CNAJEP le 08 décembre 2008

Où en est-on de la mise en œuvre d’un service civique pour les jeunes ? En cette journée internationale du bénévolat et du volontariat, la question se pose avec une acuité particulière. L’actualité de la crise semble en effet avoir relégué les questions d’engagement au second rang des préoccupations politiques. Au risque d’ajouter à l’urgence économique et sociale une autre urgence, citoyenne celle-là.

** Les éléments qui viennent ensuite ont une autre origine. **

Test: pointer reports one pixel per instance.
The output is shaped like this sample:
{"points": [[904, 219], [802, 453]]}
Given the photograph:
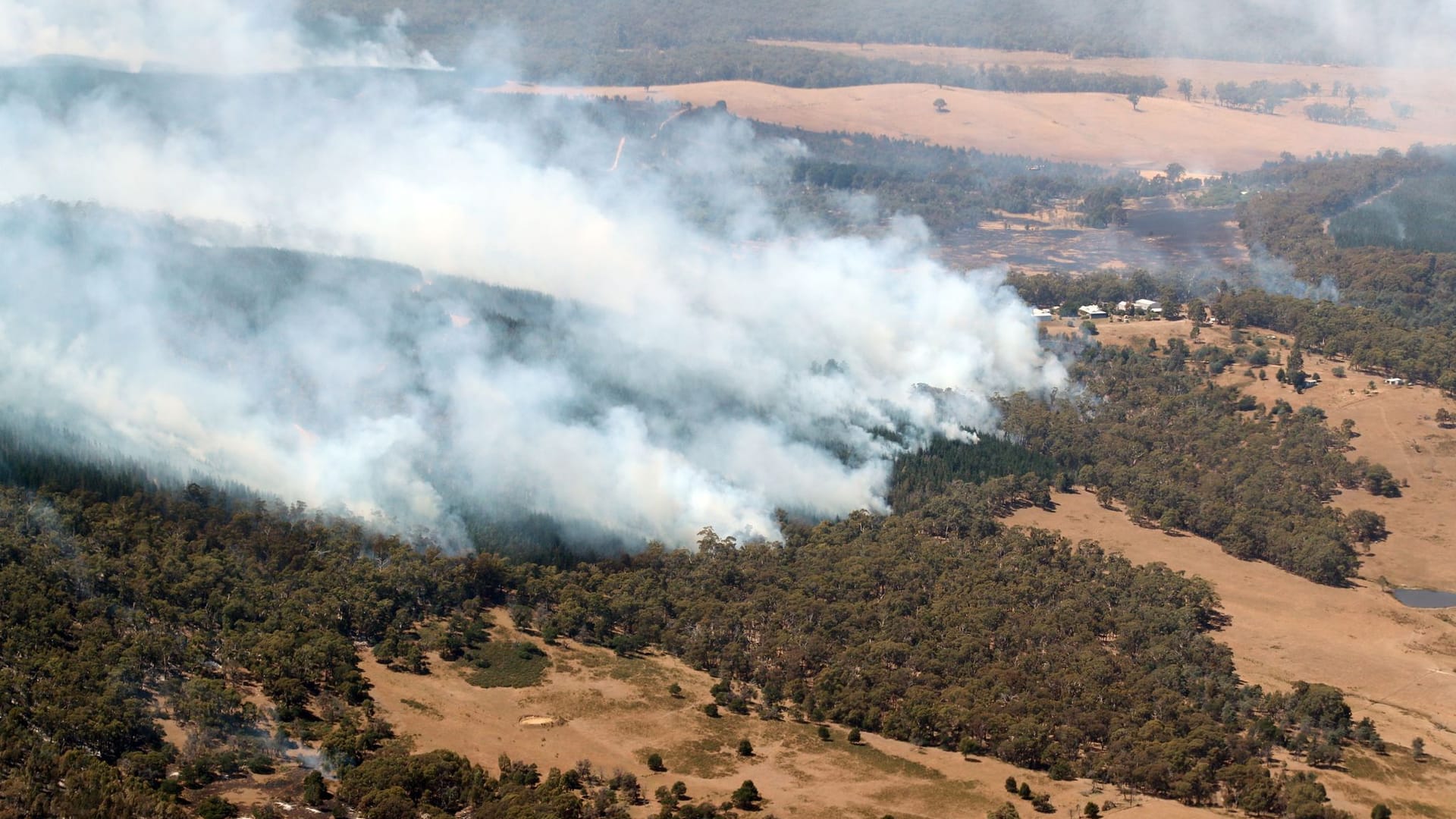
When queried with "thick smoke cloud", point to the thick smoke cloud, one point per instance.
{"points": [[693, 362]]}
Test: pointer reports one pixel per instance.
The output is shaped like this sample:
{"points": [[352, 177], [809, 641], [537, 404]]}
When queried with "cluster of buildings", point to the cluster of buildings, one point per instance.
{"points": [[1141, 306]]}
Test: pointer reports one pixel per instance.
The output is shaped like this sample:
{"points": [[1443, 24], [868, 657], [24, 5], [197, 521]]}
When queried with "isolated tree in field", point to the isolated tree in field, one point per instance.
{"points": [[1366, 526], [313, 790], [747, 796], [1294, 369]]}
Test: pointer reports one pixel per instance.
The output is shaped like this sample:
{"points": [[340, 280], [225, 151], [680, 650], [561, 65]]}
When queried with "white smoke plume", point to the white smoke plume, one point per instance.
{"points": [[686, 371]]}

En avril 2008, le Chef de l’Etat confiait à Luc FERRY, président délégué du conseil d’analyse de la société, une mission sur le thème du service civique. Les analyses et propositions du rapport remis au Président de la République le 10 septembre dernier nous paraissaient être d’excellentes bases de réflexions et de débats sur la mise en œuvre d’un service civique porteur de sens pour la société.

Le rapport Ferry serait-il aujourd’hui lettre morte ?

La discrétion qui entoure actuellement la question du service civique pourrait le laisser croire. Et les déclarations parcimonieuses du Gouvernement ne sont pas pour apaiser nos inquiétudes : le dispositif serait proposé dans un premier temps à titre expérimental et sa mise en œuvre ne serait pas effective avant 2010. Les ambitions initiales semblent donc avoir été revues à la baisse.

Cette situation est d’autant plus préoccupante que le Projet de loi de finances 2009 prévoit un assèchement des crédits affectés aux dispositifs de volontariat, et une stagnation à un niveau dérisoire des fonds alloués à la formation des bénévoles. La promotion de l’engagement citoyen, notamment des jeunes, semble donc ne plus figurer au registre des priorités gouvernementales.

Pourtant, les difficultés liées à la crise actuelle ne sauraient justifier de faire l’impasse sur les questions de participation, d’engagement, de citoyenneté, de solidarité. Sans quoi, à la crise économique et sociale risque de se greffer une crise démocratique et citoyenne aux effets tout aussi préoccupants.

Nous en appelons par conséquent à la mise en œuvre d’une réelle politique de promotion et de reconnaissance de l’engagement des jeunes et à la relance d’un débat élargi sur les modalités d’un service civique. Cet enjeu, parce qu’il engage l’ensemble de la société dans une nouvelle relation de confiance avec sa jeunesse, doit en effet être partagé par le plus grand nombre.